Sydney, June 18, 2026, 02:09 AEST
- Commonwealth Bank ended the session up on Wednesday. Shares on the ASX were last at A$163.71, rising 1.13%.
- The S&P/ASX 200 climbed 48.60 points, or 0.54%, closing at 8,966.30. That’s the index’s best level in 20 days.
- The Reserve Bank of Australia kept its cash rate steady at 4.35% but signaled more hikes are possible.
Commonwealth Bank of Australia shares climbed Wednesday, following gains across the Australian market. Investors shrugged off concerns over oil prices, while the Reserve Bank’s first rate pause of 2026 offered some support for bank stocks.
Cash equities trading in Australia was closed when this was published, leaving Wednesday’s close as the most recent. The ASX wraps regular trade at 4 p.m. Sydney, then runs a closing auction to set final prices.
CBA is under the spotlight as the nation’s largest bank sits at the heart of two opposing trades. Higher rates help the bank’s lending margins—the spread between loan earnings and funding costs. But those same rate rises are hitting borrowers and holding back credit demand.
Oil fell under $80 a barrel, which helped push Australian shares higher. Traders saw less pressure in Middle East supply lines, and that took some heat off inflation. Cyclical stocks caught a bid as the mood shifted.
Banks finished the day mixed. National Australia Bank lost 0.58% to A$37.67 and Westpac dropped 0.53% to A$35.56. ANZ ticked up 0.69% to A$35.05.
The Reserve Bank on Tuesday kept the cash rate steady at 4.35%. The rate has already gone up three times this year. The central bank said inflation remains above target and warned it may hike again if needed. Policymakers also pointed out weaker consumer spending and cooling housing activity.
CBA household data pointed to a mixed picture for the rally. The group’s Household Spending Insights Index was up 0.2% in May, with annual spending growth at 4.5%. But CBA economists warned spending could cool in the second half as borrowing costs climb.
“Household spending is continuing to grow,” said Belinda Allen, head of Australian economics at CommBank. She pointed out mortgage holders are starting to slow down, which is important for banks that have big home-loan books.

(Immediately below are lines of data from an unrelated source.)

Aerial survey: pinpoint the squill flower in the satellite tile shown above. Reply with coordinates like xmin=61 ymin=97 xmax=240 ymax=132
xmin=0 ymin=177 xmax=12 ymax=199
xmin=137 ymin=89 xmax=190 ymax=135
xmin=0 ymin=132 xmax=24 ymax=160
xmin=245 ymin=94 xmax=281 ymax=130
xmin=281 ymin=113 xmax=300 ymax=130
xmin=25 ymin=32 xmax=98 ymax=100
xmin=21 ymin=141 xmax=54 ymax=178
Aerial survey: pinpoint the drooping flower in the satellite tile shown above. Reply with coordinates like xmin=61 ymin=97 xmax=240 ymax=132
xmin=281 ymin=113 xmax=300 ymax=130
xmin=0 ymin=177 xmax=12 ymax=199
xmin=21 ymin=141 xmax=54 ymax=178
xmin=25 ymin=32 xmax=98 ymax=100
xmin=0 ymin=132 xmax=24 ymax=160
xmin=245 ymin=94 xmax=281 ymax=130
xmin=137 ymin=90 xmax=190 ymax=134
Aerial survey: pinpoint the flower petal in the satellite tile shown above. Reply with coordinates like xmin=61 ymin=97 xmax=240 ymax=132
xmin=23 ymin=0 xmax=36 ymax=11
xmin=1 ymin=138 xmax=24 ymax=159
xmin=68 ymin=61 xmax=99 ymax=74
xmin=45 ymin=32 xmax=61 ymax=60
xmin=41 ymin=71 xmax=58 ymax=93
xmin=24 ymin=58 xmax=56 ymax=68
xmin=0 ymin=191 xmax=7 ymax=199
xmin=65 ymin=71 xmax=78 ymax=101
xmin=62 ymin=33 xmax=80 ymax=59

CBA’s fundamentals have been stronger this year. In February, Reuters said the bank’s first-half cash earnings hit a record, as CBA took share in home loans, business loans and deposits.
The downside remains clear. Inflation could stay high, oil might rebound or the RBA could hike rates, any of which would hit loan growth and push up bad-debt provisions. CBA shares dropped in May after the bank boosted its reserves for risks tied to the Middle East conflict, with investors also looking at changes to housing taxes.
CBA rode the rebound on Wednesday, but hasn’t pulled ahead of the pack yet. The question now is if easier oil and steady rates continue to prop up bank shares, or if more signs of stress turn up in arrears, pressure on margins, and slower credit growth.